Four hefty slabs are presented to us. Yet at first it seemed they’re not as monolithic as the title of this album from the man from Santa Ana might suggest. Progressive black metal is a description I read. The sound of the wind can be heard behind a quiet and delicate tune. But “Weaving the Thread of Transcendence” picks in post metal style. It’s dark and crunchy, yet powerful and melancholically deep. It even changes into something lighter. It’s always measured but maintains a threat level. A cosmic roar returns. The drums lead with an intricate pattern. This weaving thread is suggestive, become increasingly heavy over its thirteen minute course. There’s a post metal ring which draws you in. There are ghastly empty cries. What is already intense becomes more so as this cosmic kaleidoscope races off into a sea of majestic black metal. This mood continues with “Entropic Hallucinations”, a mere eight minutes in length. In spite of the fire from the drums, the majestic air and the sense that all hell has broken loose, I couldn’t see any sense of purpose.
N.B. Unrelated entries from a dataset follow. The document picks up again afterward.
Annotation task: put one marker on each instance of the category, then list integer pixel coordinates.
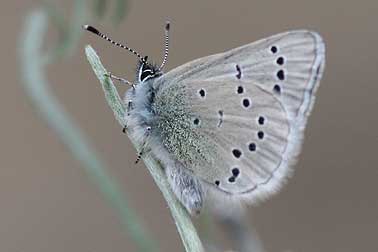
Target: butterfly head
(146, 70)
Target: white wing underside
(256, 142)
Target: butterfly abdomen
(178, 126)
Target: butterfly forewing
(247, 108)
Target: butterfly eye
(281, 75)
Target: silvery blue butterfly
(227, 128)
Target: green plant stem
(182, 219)
(37, 88)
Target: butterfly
(228, 127)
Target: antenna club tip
(91, 29)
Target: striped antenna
(166, 47)
(95, 31)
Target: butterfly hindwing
(236, 119)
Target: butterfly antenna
(95, 31)
(166, 47)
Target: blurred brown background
(48, 204)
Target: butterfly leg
(186, 187)
(122, 80)
(142, 151)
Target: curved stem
(182, 219)
(37, 88)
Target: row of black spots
(280, 73)
(246, 102)
(220, 119)
(238, 72)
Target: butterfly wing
(236, 119)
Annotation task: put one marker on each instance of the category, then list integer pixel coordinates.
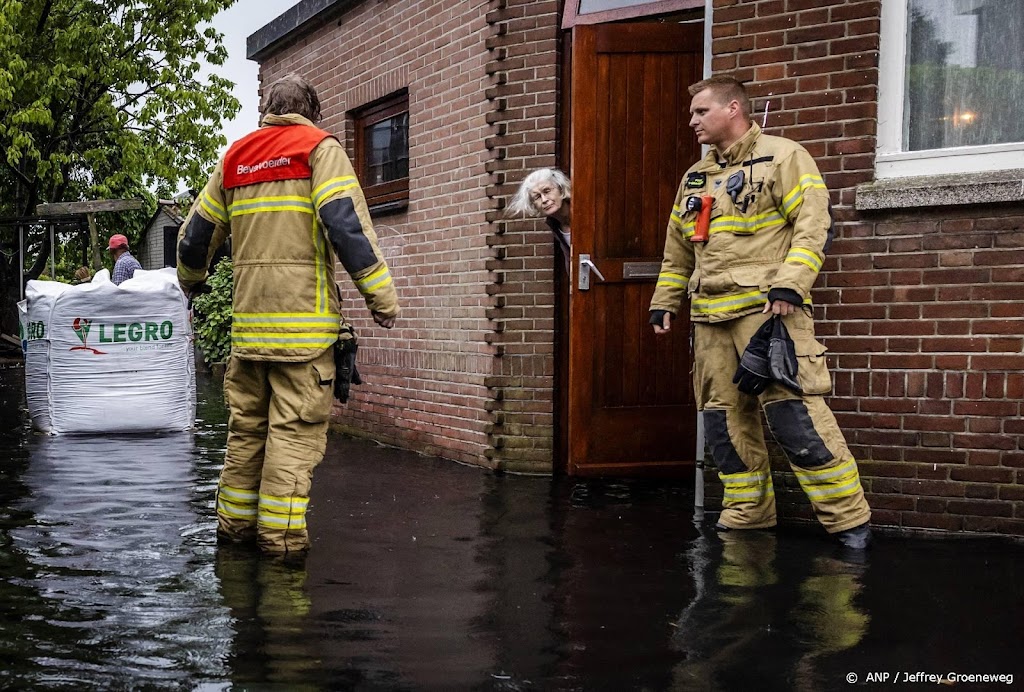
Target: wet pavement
(429, 575)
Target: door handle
(586, 265)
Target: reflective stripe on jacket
(267, 193)
(772, 235)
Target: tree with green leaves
(103, 99)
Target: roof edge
(301, 18)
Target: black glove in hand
(344, 362)
(782, 356)
(754, 373)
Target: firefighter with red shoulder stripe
(745, 241)
(288, 197)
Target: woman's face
(547, 198)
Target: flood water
(429, 575)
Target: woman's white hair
(521, 205)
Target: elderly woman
(546, 192)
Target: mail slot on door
(641, 269)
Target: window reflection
(965, 74)
(387, 149)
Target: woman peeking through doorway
(546, 192)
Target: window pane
(589, 6)
(965, 74)
(387, 149)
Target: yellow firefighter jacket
(269, 192)
(770, 233)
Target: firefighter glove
(754, 373)
(782, 356)
(344, 363)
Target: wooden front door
(631, 407)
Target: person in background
(82, 275)
(546, 192)
(288, 196)
(748, 272)
(124, 263)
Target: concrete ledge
(942, 190)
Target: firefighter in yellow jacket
(289, 198)
(756, 255)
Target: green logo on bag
(121, 333)
(35, 331)
(82, 327)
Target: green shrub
(212, 316)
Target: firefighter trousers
(276, 435)
(803, 425)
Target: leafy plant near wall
(212, 317)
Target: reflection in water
(429, 575)
(116, 537)
(761, 601)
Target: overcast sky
(237, 23)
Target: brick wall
(466, 373)
(922, 310)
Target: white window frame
(891, 161)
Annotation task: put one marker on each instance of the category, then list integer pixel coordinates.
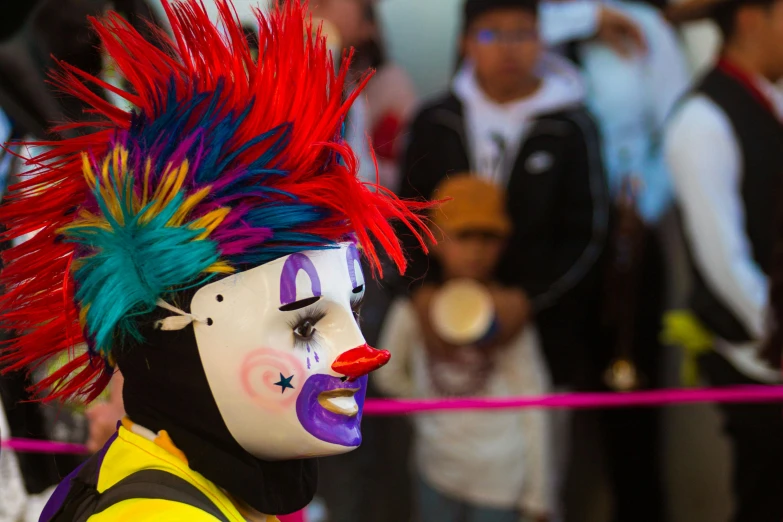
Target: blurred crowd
(573, 141)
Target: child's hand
(513, 311)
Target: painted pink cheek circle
(261, 369)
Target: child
(472, 466)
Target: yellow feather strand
(209, 222)
(145, 197)
(172, 181)
(109, 195)
(89, 173)
(187, 207)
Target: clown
(207, 244)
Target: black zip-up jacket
(557, 199)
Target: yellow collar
(161, 447)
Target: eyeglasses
(493, 36)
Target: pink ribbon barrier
(734, 394)
(299, 516)
(43, 446)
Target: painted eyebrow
(298, 305)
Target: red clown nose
(360, 361)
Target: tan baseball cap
(471, 204)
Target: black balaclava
(166, 388)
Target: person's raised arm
(569, 20)
(705, 163)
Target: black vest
(760, 138)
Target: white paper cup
(462, 312)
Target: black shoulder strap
(160, 485)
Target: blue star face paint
(284, 349)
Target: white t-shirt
(491, 458)
(705, 160)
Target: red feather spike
(293, 81)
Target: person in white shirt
(723, 147)
(472, 466)
(631, 98)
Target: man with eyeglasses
(515, 115)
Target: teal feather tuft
(132, 262)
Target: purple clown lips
(325, 423)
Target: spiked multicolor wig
(224, 164)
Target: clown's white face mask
(284, 356)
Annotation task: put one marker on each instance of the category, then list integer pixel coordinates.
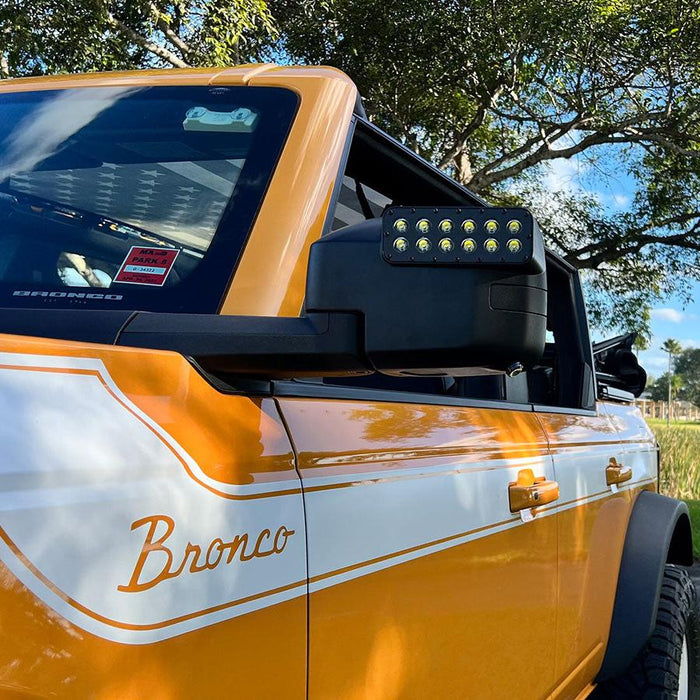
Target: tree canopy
(495, 93)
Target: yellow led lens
(514, 226)
(422, 226)
(468, 245)
(401, 225)
(401, 244)
(423, 245)
(514, 245)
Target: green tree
(497, 92)
(52, 36)
(658, 390)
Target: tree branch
(173, 37)
(145, 43)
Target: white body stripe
(79, 467)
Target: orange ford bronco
(288, 413)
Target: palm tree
(672, 347)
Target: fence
(680, 410)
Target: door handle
(530, 491)
(617, 473)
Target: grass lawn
(680, 459)
(694, 509)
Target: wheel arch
(658, 533)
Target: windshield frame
(203, 290)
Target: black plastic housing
(430, 319)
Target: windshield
(132, 198)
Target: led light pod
(461, 236)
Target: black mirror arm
(318, 344)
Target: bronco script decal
(82, 464)
(211, 556)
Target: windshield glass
(138, 198)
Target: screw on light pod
(468, 245)
(423, 245)
(401, 244)
(514, 226)
(514, 245)
(422, 226)
(515, 369)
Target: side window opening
(380, 172)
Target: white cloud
(668, 314)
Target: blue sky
(671, 318)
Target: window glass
(147, 194)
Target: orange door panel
(592, 519)
(151, 530)
(422, 582)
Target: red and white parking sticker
(149, 266)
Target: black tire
(653, 675)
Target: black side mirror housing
(451, 313)
(455, 313)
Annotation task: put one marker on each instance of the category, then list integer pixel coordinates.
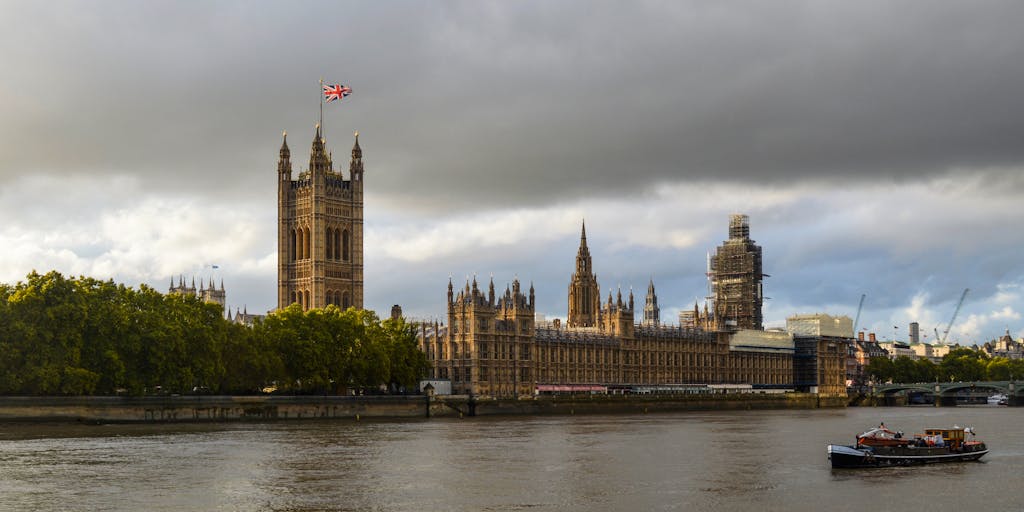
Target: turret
(285, 161)
(317, 156)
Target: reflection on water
(762, 461)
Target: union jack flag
(335, 92)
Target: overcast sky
(878, 146)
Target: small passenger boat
(881, 446)
(997, 399)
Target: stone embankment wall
(206, 409)
(228, 409)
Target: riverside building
(320, 229)
(493, 344)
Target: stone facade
(585, 293)
(651, 313)
(493, 345)
(320, 229)
(207, 293)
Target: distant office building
(821, 346)
(820, 325)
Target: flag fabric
(335, 92)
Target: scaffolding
(735, 273)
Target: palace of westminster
(494, 344)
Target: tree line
(961, 365)
(68, 336)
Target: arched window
(291, 246)
(330, 243)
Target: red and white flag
(335, 92)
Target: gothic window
(291, 246)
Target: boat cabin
(954, 437)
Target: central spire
(584, 290)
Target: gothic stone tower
(320, 230)
(585, 294)
(651, 313)
(736, 278)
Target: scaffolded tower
(651, 313)
(736, 276)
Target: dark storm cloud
(513, 102)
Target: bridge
(946, 393)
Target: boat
(881, 446)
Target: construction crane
(945, 334)
(859, 307)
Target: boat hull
(865, 457)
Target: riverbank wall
(271, 408)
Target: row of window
(337, 244)
(338, 298)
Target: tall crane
(945, 334)
(859, 307)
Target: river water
(758, 460)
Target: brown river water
(758, 460)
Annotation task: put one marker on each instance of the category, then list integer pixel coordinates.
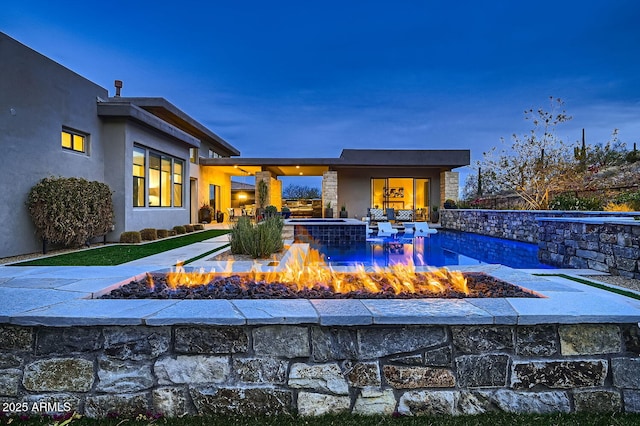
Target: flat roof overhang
(350, 158)
(170, 114)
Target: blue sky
(308, 78)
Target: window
(139, 170)
(73, 141)
(165, 178)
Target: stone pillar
(275, 193)
(330, 191)
(266, 177)
(449, 187)
(274, 190)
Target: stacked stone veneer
(519, 225)
(332, 234)
(312, 370)
(608, 247)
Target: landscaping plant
(70, 211)
(258, 241)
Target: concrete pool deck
(61, 296)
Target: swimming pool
(445, 248)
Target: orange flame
(312, 271)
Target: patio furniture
(422, 229)
(409, 228)
(377, 215)
(404, 215)
(385, 229)
(232, 214)
(391, 214)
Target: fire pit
(397, 282)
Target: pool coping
(65, 296)
(61, 297)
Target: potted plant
(205, 214)
(450, 204)
(328, 211)
(435, 216)
(286, 212)
(270, 211)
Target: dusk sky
(309, 78)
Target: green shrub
(270, 211)
(261, 240)
(149, 234)
(70, 211)
(571, 202)
(450, 204)
(632, 156)
(130, 237)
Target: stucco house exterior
(161, 164)
(54, 122)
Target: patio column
(266, 178)
(449, 187)
(330, 191)
(274, 190)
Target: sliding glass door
(401, 194)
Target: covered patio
(401, 180)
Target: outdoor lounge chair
(409, 227)
(385, 229)
(377, 215)
(404, 215)
(422, 229)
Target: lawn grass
(596, 285)
(492, 419)
(117, 254)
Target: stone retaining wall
(519, 225)
(312, 370)
(608, 246)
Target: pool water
(442, 249)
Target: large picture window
(164, 184)
(139, 173)
(73, 141)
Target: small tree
(536, 164)
(70, 211)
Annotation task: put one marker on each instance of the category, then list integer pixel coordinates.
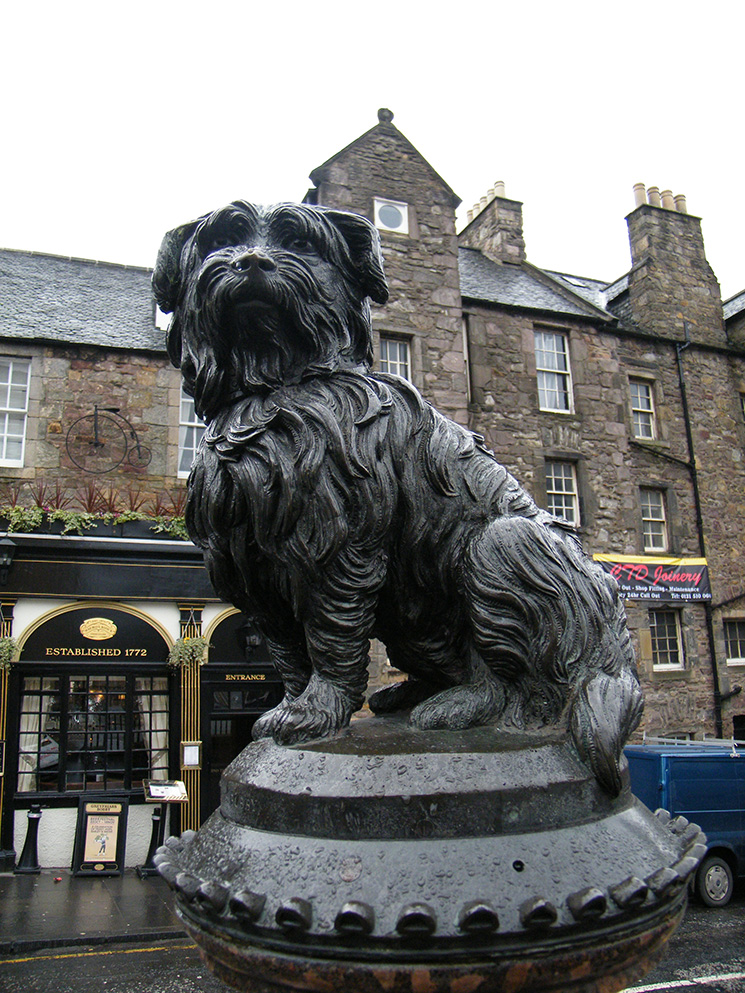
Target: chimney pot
(653, 196)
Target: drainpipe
(680, 348)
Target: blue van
(703, 781)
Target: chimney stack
(495, 227)
(673, 292)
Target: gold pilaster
(6, 631)
(191, 716)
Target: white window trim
(651, 412)
(573, 493)
(664, 547)
(390, 338)
(19, 462)
(732, 660)
(379, 203)
(182, 428)
(567, 375)
(665, 666)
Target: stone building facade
(619, 406)
(638, 432)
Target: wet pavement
(38, 912)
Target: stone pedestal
(389, 859)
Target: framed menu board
(100, 837)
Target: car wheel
(714, 882)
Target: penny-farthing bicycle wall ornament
(99, 442)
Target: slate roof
(318, 175)
(734, 306)
(526, 286)
(76, 301)
(593, 290)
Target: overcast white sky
(122, 120)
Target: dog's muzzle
(253, 260)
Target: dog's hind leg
(478, 701)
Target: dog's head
(265, 296)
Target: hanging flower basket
(188, 651)
(8, 653)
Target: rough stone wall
(422, 266)
(671, 285)
(66, 383)
(498, 231)
(611, 466)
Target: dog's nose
(253, 258)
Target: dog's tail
(603, 712)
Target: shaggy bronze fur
(333, 504)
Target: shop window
(654, 520)
(14, 378)
(667, 644)
(561, 491)
(734, 635)
(394, 357)
(92, 732)
(642, 409)
(191, 430)
(553, 371)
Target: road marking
(677, 984)
(111, 951)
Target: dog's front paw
(321, 710)
(469, 705)
(401, 696)
(265, 725)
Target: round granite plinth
(397, 860)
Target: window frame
(550, 463)
(194, 425)
(543, 372)
(647, 532)
(131, 779)
(667, 614)
(8, 411)
(638, 411)
(379, 203)
(400, 341)
(738, 660)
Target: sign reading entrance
(100, 838)
(658, 577)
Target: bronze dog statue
(334, 504)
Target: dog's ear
(167, 272)
(363, 241)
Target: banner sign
(658, 577)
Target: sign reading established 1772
(658, 577)
(95, 634)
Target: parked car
(703, 781)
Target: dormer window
(391, 215)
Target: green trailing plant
(188, 651)
(88, 506)
(8, 653)
(23, 518)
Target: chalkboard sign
(100, 837)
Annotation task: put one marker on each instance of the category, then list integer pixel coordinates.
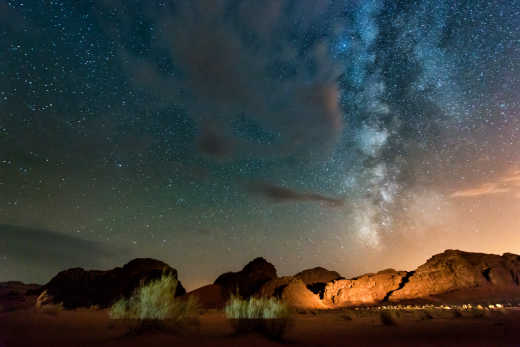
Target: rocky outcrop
(81, 288)
(463, 275)
(293, 291)
(317, 278)
(17, 295)
(317, 275)
(210, 296)
(248, 281)
(368, 289)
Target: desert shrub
(388, 318)
(268, 316)
(153, 303)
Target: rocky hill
(83, 288)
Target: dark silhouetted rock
(364, 290)
(293, 291)
(81, 288)
(459, 276)
(210, 296)
(317, 275)
(248, 281)
(14, 295)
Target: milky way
(207, 133)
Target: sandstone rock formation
(364, 290)
(316, 279)
(450, 277)
(248, 281)
(292, 291)
(81, 288)
(463, 275)
(317, 275)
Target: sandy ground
(26, 327)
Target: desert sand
(83, 327)
(455, 299)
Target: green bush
(268, 316)
(155, 302)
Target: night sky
(355, 135)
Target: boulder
(317, 275)
(463, 276)
(317, 278)
(367, 289)
(83, 288)
(210, 296)
(248, 281)
(293, 291)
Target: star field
(205, 134)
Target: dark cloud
(45, 252)
(222, 66)
(282, 194)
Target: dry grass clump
(153, 303)
(268, 316)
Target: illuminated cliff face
(333, 133)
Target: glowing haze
(354, 135)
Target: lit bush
(268, 316)
(155, 302)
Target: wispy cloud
(507, 184)
(282, 194)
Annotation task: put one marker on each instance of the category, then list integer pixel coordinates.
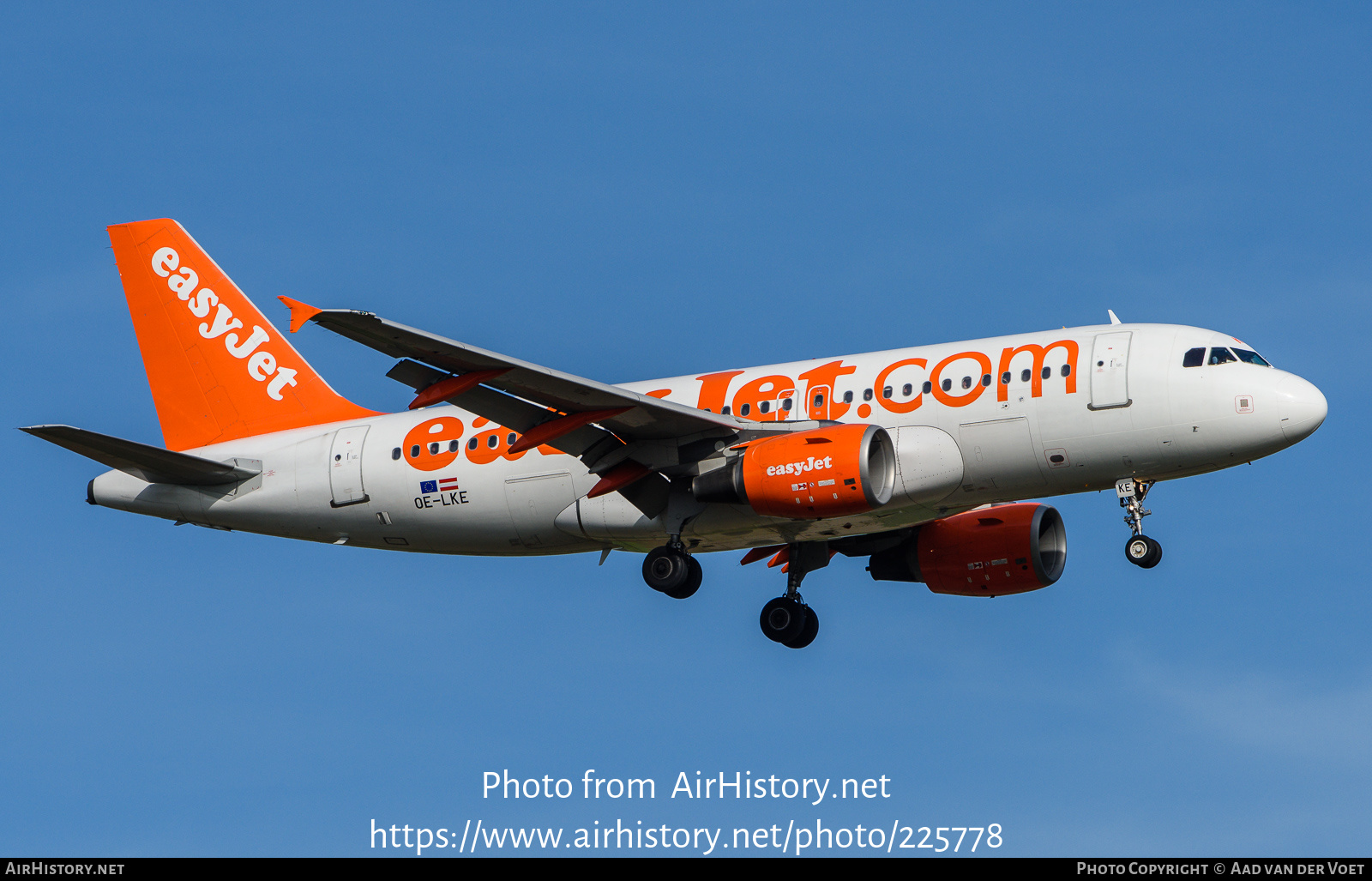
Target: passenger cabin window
(1248, 356)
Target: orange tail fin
(217, 366)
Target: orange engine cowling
(823, 473)
(981, 553)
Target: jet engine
(981, 553)
(823, 473)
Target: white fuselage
(1124, 407)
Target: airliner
(917, 459)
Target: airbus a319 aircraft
(912, 457)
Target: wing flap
(645, 418)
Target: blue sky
(629, 191)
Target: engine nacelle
(981, 553)
(823, 473)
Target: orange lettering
(713, 387)
(882, 383)
(1039, 353)
(827, 377)
(943, 397)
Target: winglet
(299, 311)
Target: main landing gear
(788, 619)
(1140, 549)
(672, 571)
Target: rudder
(217, 366)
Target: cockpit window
(1248, 356)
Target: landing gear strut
(1140, 549)
(788, 619)
(671, 570)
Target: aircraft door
(818, 401)
(534, 503)
(1110, 371)
(346, 467)
(999, 455)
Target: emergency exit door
(1110, 371)
(346, 467)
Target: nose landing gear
(672, 571)
(788, 619)
(1140, 549)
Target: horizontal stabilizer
(143, 462)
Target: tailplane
(217, 366)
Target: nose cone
(1301, 407)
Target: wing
(619, 434)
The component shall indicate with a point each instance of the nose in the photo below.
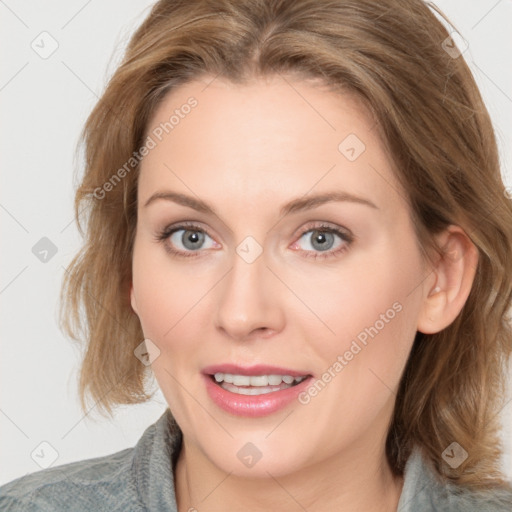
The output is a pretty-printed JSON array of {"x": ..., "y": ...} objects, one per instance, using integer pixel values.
[{"x": 250, "y": 302}]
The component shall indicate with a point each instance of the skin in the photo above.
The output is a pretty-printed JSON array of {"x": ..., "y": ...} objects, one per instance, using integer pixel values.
[{"x": 247, "y": 150}]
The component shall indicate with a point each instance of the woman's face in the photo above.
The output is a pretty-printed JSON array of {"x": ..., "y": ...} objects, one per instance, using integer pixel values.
[{"x": 331, "y": 290}]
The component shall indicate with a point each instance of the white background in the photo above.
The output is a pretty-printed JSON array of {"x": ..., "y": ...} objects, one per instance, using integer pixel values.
[{"x": 44, "y": 105}]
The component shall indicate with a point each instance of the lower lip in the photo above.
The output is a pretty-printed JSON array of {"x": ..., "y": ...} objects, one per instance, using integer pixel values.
[{"x": 253, "y": 406}]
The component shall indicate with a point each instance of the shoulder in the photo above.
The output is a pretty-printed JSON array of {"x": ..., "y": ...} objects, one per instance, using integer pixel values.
[
  {"x": 424, "y": 490},
  {"x": 90, "y": 484}
]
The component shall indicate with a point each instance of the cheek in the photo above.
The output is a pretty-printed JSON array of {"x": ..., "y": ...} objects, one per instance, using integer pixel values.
[{"x": 369, "y": 310}]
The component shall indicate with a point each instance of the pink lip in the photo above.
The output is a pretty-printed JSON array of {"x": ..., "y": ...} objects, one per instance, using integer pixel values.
[
  {"x": 258, "y": 369},
  {"x": 252, "y": 406}
]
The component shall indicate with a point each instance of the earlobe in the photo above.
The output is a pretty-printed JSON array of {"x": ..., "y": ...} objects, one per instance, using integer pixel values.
[{"x": 453, "y": 276}]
The gloomy coldness is reinforced by the uncompromising “Noumenon”. The rage is toned down but whilst it is atmospheric and measured, it takes a while for its full epic impact to embed itself. It’s not so cosmic as harsh and moody. The scenery changes over the thirteen minute chunk of heaviness but although there is intent and menace, this story outlasted its welcome less than half way through and left me cold in the wrong way. “Ephemeral Eternities” takes off in another direction with cosmic motions before the thunder rolls in again and sweeping sounds of warfare and chaos take over. Again the intensity cannot be denied but it’s like the black metal version of a long report with a lot of fire and vitriol but without any objective or outcome.
There were elements of “Phobos Monolith” that I liked very much, especially when it explored cosmic atmospheres and indulged in epic post metal. The fiery black metal passages were ok but were overplayed to the point of losing any meaning. It seemed to take a lot of time to say not very much. For that reason, I didn’t particularly enjoy this album which for large parts went over the top of my head and escaped me.